Another red flag is practitioners who loudly declare how “talented” they are and, in particular, say they are out to make a lot more. Some of them are already able to make far more per hour than professionals with years of education and experience, yet they are still not content. And if their main goal is making a lot more, then what does that make their clients? Walking dollar signs.
Astrology readings often reflect sampling bias. Practitioners mostly see people facing challenges, and their “accuracy” depends on correct cultural assumptions. That is why they tend to prefer clients from their own country. It is easier for them to guess correctly. They charge an extra overseas fee too, which is way beyond any reasonable foreign currency conversion cost. There is no real reason for it. I’m not completely dismissing metaphysics, but practitioners with truly high accuracy are extremely rare. There may be more accurate ones, but are they practicing or should they even be practicing? There is a saying, 天機不可泄漏 (heaven’s secrets cannot be revealed), for a reason. In Chinese metaphysics, it is said all grand masters have suffered a painful death. Example 徐子平, the creator of Zi Ping Ba Zi system, went mad. Most practitioners today are around 60 percent at best, and there are many charlatans out there.
Here’s a real example of how interpretations can go wrong.
Hour Day Month Year
壬Ren 甲Jia 丙Bing 辛 Xin
申Shen 辰Chen 申Shen 巳Si
This male has been interpreted by a practitioner as a weak Jia day master with too much power, meaning too much metal, conquering him. It is said his father dominates the mother because the element in the month stem, which represents the father in the parent palace, controls the element in the month branch, which represents the mother.
But then the month stem Bing also combines with the year stem Xin, another metal element he supposedly controls, and that is interpreted as a girlfriend. If you apply the same logic, wouldn’t Shen also be combining with Si? By that reasoning, you could even say the mother has a boyfriend outside the marriage because her position combines with an element that controls her. But of course, no one would ever interpret it that way.

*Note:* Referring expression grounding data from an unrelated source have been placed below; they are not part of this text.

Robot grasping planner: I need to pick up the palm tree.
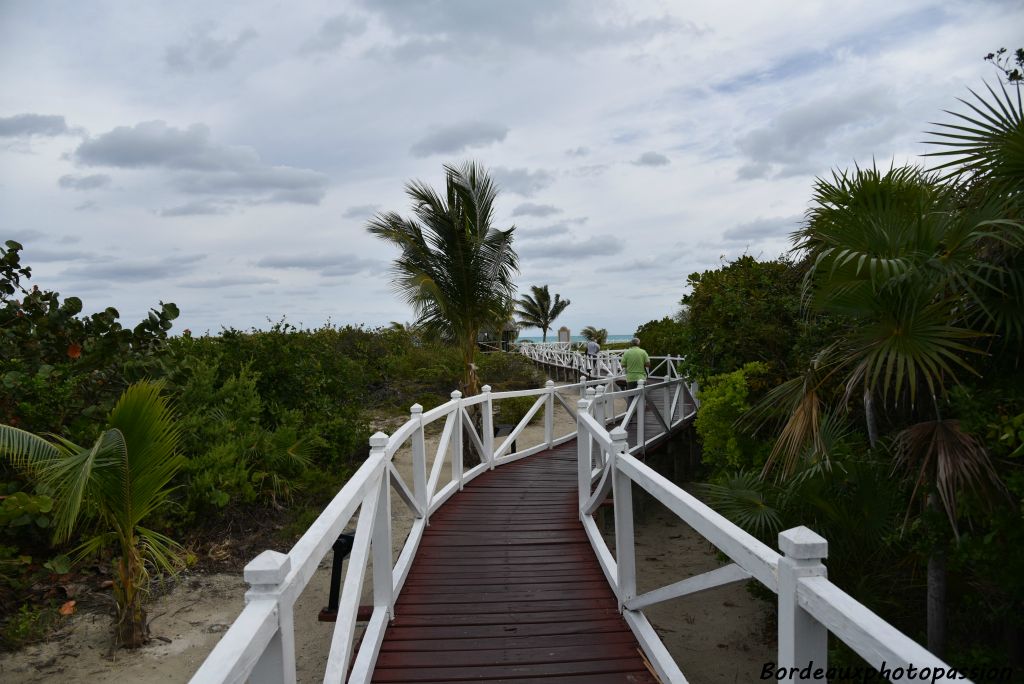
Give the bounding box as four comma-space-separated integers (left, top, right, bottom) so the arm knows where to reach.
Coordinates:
0, 382, 183, 648
760, 161, 1021, 654
580, 326, 608, 347
367, 162, 518, 395
515, 285, 570, 342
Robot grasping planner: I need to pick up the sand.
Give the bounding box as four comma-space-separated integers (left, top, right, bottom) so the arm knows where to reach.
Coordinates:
0, 385, 774, 684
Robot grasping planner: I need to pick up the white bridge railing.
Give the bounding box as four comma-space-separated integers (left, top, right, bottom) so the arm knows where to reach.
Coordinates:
191, 357, 964, 684
577, 388, 968, 682
518, 342, 638, 378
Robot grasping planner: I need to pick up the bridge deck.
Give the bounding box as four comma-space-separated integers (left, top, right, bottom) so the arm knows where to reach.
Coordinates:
373, 397, 671, 684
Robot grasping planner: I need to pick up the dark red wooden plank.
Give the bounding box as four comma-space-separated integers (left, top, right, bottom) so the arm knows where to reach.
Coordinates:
464, 672, 657, 684
381, 630, 634, 653
381, 616, 623, 650
385, 606, 629, 626
373, 655, 645, 682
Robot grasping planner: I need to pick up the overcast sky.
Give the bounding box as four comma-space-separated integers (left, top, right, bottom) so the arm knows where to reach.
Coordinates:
0, 0, 1024, 334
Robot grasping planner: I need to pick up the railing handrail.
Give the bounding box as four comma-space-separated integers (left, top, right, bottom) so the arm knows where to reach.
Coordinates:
191, 359, 679, 684
577, 395, 969, 682
191, 358, 966, 684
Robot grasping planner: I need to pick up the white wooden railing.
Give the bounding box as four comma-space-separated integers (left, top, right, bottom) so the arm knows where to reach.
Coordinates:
577, 390, 969, 682
518, 342, 630, 378
191, 358, 695, 684
191, 358, 965, 684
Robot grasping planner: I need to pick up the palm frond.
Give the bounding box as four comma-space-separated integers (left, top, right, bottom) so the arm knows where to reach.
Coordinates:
893, 420, 1008, 531
697, 471, 782, 539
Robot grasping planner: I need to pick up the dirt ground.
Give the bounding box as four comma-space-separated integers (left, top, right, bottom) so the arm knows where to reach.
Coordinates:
0, 387, 774, 684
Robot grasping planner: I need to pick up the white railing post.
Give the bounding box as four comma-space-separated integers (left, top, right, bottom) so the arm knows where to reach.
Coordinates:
577, 399, 594, 520
409, 403, 430, 520
608, 427, 637, 610
370, 432, 394, 618
593, 385, 607, 468
544, 380, 555, 448
662, 378, 675, 423
634, 378, 647, 454
577, 387, 601, 468
452, 390, 462, 489
778, 526, 828, 682
243, 551, 295, 684
478, 385, 495, 470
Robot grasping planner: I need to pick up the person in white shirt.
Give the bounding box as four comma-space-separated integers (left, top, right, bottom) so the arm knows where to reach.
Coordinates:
587, 340, 601, 378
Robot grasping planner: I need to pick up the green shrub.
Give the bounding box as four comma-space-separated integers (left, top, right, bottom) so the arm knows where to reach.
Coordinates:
694, 361, 771, 471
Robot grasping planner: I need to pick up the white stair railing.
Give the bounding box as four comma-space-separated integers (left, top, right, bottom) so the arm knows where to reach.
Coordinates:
577, 395, 969, 683
190, 356, 682, 684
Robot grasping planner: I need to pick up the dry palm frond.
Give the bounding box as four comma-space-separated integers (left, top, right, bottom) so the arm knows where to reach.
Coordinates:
894, 420, 1007, 533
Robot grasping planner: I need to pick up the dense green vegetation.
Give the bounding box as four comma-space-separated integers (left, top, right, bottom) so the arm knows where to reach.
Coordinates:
638, 76, 1024, 667
0, 242, 543, 646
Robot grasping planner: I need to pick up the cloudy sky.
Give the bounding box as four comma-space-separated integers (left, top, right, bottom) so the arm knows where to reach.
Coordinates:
0, 0, 1024, 334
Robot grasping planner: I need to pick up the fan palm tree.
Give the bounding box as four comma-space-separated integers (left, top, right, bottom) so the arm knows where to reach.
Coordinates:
367, 162, 518, 395
0, 382, 183, 648
515, 285, 570, 342
755, 160, 1022, 653
580, 326, 608, 347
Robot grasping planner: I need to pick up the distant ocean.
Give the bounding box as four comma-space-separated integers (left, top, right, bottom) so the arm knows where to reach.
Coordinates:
516, 333, 633, 342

Some of these interpretations are honestly just guesses. It is like reading tea leaves. You can say the leaves look like an elephant with a trunk or a tank with a cannon, and those are completely different things. Then people build a story around whichever image they think they see.
I also notice this pattern where if a chart has a lot of peer elements, practitioners will say that for a woman it means competition in love, and for a man it means he competes for money but not for love. Somehow the woman always ends up getting the short end of the stick in relationships. But whether peer elements are good or bad depends on whether the day master is strong or weak. So this is not always true.
I have also seen the opposite case. A woman had multiple power stars, including both direct officer and seven killings, which usually means she will have many partners. But she has only been with one man her entire life. Her husband, who has a very weak wealth element, is the one who is unfaithful. He doesn’t even have prominent peach blossom in his chart. His day master is strong with many peer elements, so based on textbook interpretation, he should be the one facing a lot of competition for his wealth element, which also represents his wife. Instead, his wife is loyal, and he is the one drawn to flirty women who are not loyal.
The personalities of the stems are also generalized. Not all Jia are kind, not all Bing are outgoing or have many friends, not all Wu are faithful, and not all Ji are slim and intellectual. These are stereotypes, not absolute truths.
The takeaway: the system has gaps, the interpretations can be biased, and many practitioners sell certainty where there is none. Critical thinking is essential if you want to make sense of any BaZi reading.